In respect of the first question, and with reference to the decision in Credit Suisse v Beegas (1994) about the scope of the words used in the lease which contained the landlord’s maintenance obligations, it was decided that the replacement of the cladding fell within the landlord’s obligations as to “rectifying and making good any inherent structural defects”.
It was argued by the leaseholders that the landlord should attempt to recover any such costs from the building insurance. However, this wasn’t accepted and the FTT found that the leaseholders would have to pay the service charges but that it was open to them to pursue claims against various other parties, including the cladding manufacturers, the council’s building inspector or even central government, to try and recover these sums by way of damages. It is anticipated that this decision will have far reaching consequences for those 200 odd other blocks that have been affected. I expect that this is one of many decisions of its kind to come.
It isn’t just the replacement of the ACM Cladding which has been causing concern. Many landlords have been advised, and some required, to implement a Waking Fire Watch prior to the cladding being removed to avoid any imminent risk of a fire in the affected blocks. In the case of E&J Ground Rents No. 11 LLP and various leaseholders of Fresh Apartments, Salford (“Salford case”), although no enforcement notice or prohibition order had been served, the landlord, on the basis of the guidance produced by the DCLG and the Greater Manchester Fire and Rescue Service (“GMFRS”) in the wake of the Grenfell fire, implemented a Waking Fire Watch and looked to the leaseholders to pay the costs of the same through the service charge. In this case, the FTT found that the DCLG and GMFRS were competent authorities for the purpose of the leases and therefore, in the light of the terms of the leases, the costs associated with the Waking Fire Watch were recoverable from the leaseholders. The cost of a Waking Fire Watch was also in issue in the Citiscape case and again it was decided that the cost was recoverable from the leaseholders under the terms of the lease.
There have also been a spate of cases brought to the FTT by landlords asking for the service charge consultation requirements to be relaxed in respect of contracts for a Waking Fire Watch and the replacement of cladding on the basis that the need is urgent. Most of these cases have been decided in the landlords’ favour.

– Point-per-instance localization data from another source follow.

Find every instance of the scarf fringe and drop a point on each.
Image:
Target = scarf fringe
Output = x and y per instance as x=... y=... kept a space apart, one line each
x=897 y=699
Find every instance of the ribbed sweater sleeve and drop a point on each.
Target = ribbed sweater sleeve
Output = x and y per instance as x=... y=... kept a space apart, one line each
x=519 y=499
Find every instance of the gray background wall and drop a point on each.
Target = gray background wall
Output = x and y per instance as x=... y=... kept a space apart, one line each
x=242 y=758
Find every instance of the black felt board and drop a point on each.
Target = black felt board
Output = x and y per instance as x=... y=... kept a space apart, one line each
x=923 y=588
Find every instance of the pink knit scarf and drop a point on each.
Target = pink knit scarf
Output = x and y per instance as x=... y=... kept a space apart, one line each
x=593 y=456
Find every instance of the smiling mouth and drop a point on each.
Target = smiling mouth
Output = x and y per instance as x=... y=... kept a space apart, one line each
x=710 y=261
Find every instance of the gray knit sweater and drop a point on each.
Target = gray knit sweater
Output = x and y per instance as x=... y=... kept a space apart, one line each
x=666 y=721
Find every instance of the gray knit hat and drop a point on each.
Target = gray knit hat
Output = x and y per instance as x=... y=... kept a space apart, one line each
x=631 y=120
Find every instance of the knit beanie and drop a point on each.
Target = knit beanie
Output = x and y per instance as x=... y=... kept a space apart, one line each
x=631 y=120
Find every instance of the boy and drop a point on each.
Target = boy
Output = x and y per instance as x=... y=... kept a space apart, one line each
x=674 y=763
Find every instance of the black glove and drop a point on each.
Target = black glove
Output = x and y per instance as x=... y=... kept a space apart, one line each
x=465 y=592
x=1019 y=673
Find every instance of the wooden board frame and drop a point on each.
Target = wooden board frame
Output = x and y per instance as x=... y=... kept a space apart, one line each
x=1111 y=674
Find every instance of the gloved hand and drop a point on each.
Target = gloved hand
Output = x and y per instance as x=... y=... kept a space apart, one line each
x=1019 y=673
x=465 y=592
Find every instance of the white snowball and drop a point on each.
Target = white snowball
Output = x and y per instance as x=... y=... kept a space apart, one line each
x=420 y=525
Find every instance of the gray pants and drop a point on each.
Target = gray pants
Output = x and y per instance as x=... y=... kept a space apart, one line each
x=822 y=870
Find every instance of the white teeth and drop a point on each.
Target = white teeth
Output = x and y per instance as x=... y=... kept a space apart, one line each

It doesn’t however appear that this is the end of the story. Most council owned properties that have ACM Cladding are being re-clad at no cost to the leaseholders. However, there has yet to be any requirement on private landlords to follow suit. Central Government are coming under increasing pressure to put in place some funding to assist private landlords and leaseholders with the recladding of the affected blocks and I imagine that pressure is only going to continue to mount as we pass the first year anniversary of the Grenfell Tower tragedy.